Ferit Edgü ağabeyimiz, ellili yılların "umut vaadeden" gençlerinden biriydi... Bunlar Beyoğlu'nda, Baylan Pastanesi'nde
merhum Attila İlhan'ın çevresinde toplanıyorlar, yapay bir "
Paris kahvehanesi" havası yaratmaya ve yaşamaya çalışıyorlardı. Bir diğer mekânları, Akademi kantini. (O atmosferin ucuna yetiştim, bir köşede saz çalanlar, bir köşede konyak içenler, bir köşede esrar çekenler...)
Alafranga olmaya çalışan bir adamdı, o yılların modası "egzistansiyalizme" koşulmuştu. (Bilmez miyim? Bacak kadar çocuktuk, Galatasaray'da harıl harıl, çoğu satırlarını da anlamadan Jean-Paul Sartre ve Albert Camus okurduk, ama ne Falih Rıfkı bilirdik ne Refik
Halit.)
Varoluşçuluğu bunalım sanıp kendilerince bir "bunalım edebiyatı" tutturdular.
Halk mı? Halkla falan ilgileri yoktu,
küçük ve dar bir çevrenin adamı oldular.
Bu gibi yazarlarımız, varoluşçuluk modası geçince altmışlı yıllarda da sosyalizme "meylettiler"...
Hiçbir zaman sosyalist falan değillerdi ama o dönemde "geçer akça" oydu. Öyle görünmek gerekiyordu. Bu arada
sınıf değiştirmişler, para da kazanmışlardı (reklamcılık yapıyorlardı), büsbütün boşlukta kaldılar.
Fakat o dönemi bilen bilir, sosyalist olmamak adeta yasaktı!
Sol, siyasi iktidarı elde edemeyince "sanat dünyasında" dikta kurmuştu! (Haksız mıyım
Hilmi Yavuz?) Yürek isterdi karşı çıkmaya, ya da en azından kıyısında durmaya...
Nitekim, Enis Batur taa 1978 yılında, o sıralar çıkarmakta olduğu bir dergide büyük bir cesaretle "Marksist olmadığını" açıklayınca edebiyat çevrelerinde şok dalgası yarattı. (Canına okuyacaklar, kemiğini sıyıracaklardı ama 12
Eylül geldi yetişti...)
Yetmişli yılların sonlarına doğru bile kolay değildi bu tavır.

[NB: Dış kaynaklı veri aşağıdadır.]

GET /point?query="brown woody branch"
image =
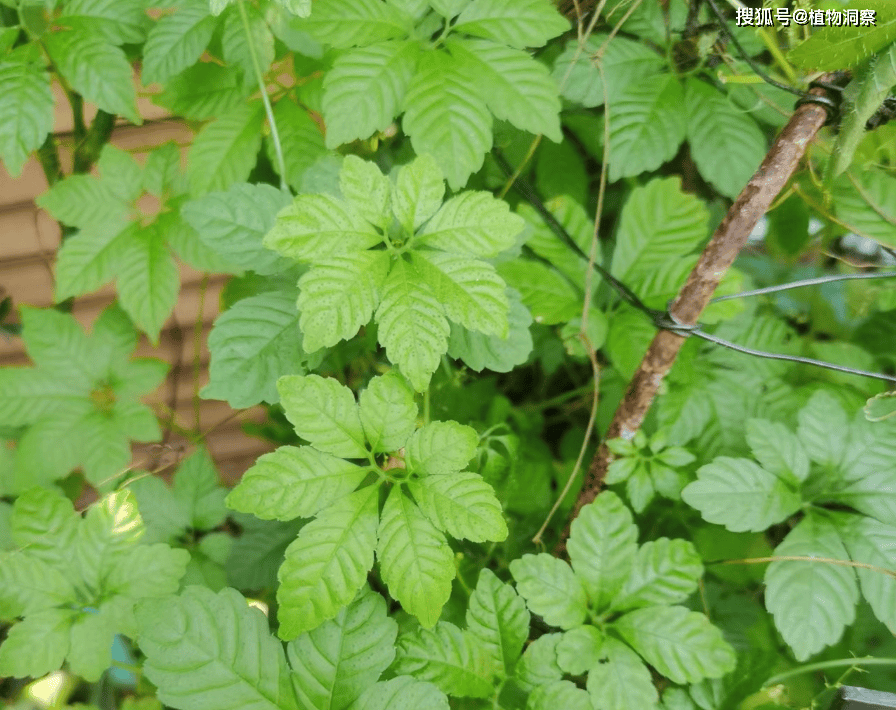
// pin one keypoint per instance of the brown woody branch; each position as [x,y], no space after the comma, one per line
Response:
[754,200]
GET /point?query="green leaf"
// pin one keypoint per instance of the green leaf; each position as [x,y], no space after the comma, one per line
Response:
[441,448]
[602,545]
[411,324]
[446,117]
[473,224]
[338,295]
[26,115]
[388,412]
[416,562]
[148,280]
[448,658]
[294,482]
[664,572]
[624,63]
[498,619]
[778,450]
[461,504]
[646,126]
[659,224]
[252,344]
[812,602]
[37,645]
[177,41]
[337,661]
[323,412]
[480,351]
[833,48]
[318,226]
[364,90]
[873,543]
[328,563]
[119,22]
[233,224]
[515,87]
[741,495]
[351,23]
[519,23]
[726,144]
[418,192]
[620,680]
[100,72]
[682,645]
[225,151]
[823,429]
[206,650]
[402,693]
[551,589]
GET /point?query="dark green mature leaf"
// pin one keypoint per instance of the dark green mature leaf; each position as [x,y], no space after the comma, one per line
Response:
[341,658]
[26,114]
[365,89]
[207,650]
[177,41]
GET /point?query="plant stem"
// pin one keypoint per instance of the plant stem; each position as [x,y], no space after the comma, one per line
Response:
[265,99]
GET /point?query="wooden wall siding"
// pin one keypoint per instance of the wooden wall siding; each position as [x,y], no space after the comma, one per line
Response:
[28,241]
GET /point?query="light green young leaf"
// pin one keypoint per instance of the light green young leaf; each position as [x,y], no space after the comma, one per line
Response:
[659,224]
[100,72]
[778,450]
[624,63]
[148,280]
[498,619]
[682,645]
[418,192]
[177,40]
[620,680]
[551,589]
[664,572]
[328,563]
[461,504]
[294,482]
[325,413]
[225,150]
[646,126]
[519,23]
[233,224]
[823,429]
[388,412]
[726,144]
[474,224]
[559,694]
[365,89]
[812,602]
[337,661]
[318,226]
[445,117]
[441,448]
[412,326]
[206,650]
[871,542]
[740,495]
[252,344]
[402,693]
[514,86]
[602,546]
[352,23]
[416,562]
[338,295]
[26,114]
[447,657]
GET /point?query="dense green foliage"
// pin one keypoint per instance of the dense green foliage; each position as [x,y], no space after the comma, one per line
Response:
[438,362]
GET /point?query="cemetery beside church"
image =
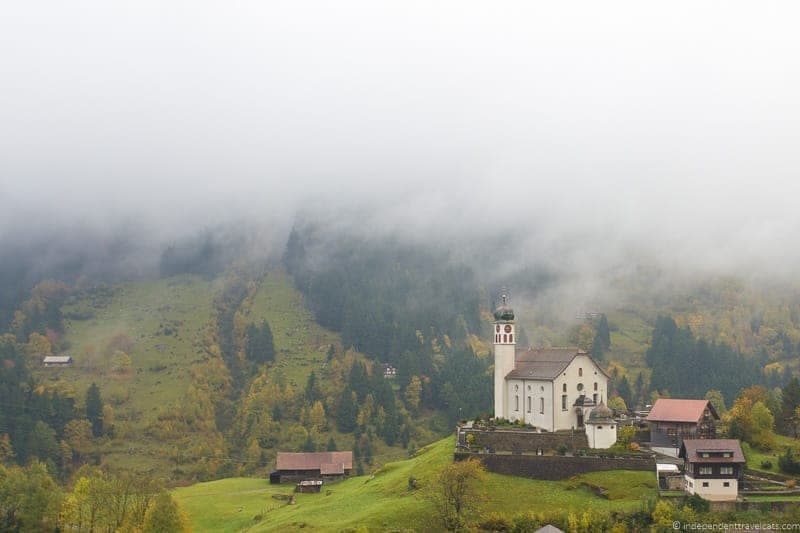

Ferit Edgü de askerliğini yaptığı
Hakkâri köylerini anlatan bir
roman yazdı, beğenilmedi.
Çünkü romanda "emekçi
halkın nasıl kurtulacağını" anlatmamıştı...
Şimdi, yaşlılığında, bütün bunlara kıs kıs gülse gerektir.
Geçen gün bir laf etmiş: "Türk aydını birey olamadığı için özgürleşemedi"...
Yavaş yavaş oluyor Ferit ağabey.
Okuyucu da yavaş yavaş birey oluyor.
Çünkü Türk kapitalizmi gelişiyor. Burjuva gibi burjuva da daha yeni yeni uç gösterdi...
Ağabey, bizim kaderimiz geri bir ülkede doğmak ve hayatımızın büyük bölümünü "geçiş döneminde" geçirmek oldu. Erken geldik, artık ufak ufak da gidiyoruz işte...
Bugün gençliğe her alanda sağlanan olanakların onda biri o zamanlar bize sunulsaydı...
Sözgelimi, sen de 1936 doğumlu olacağına 1986 doğumlu olsaydın...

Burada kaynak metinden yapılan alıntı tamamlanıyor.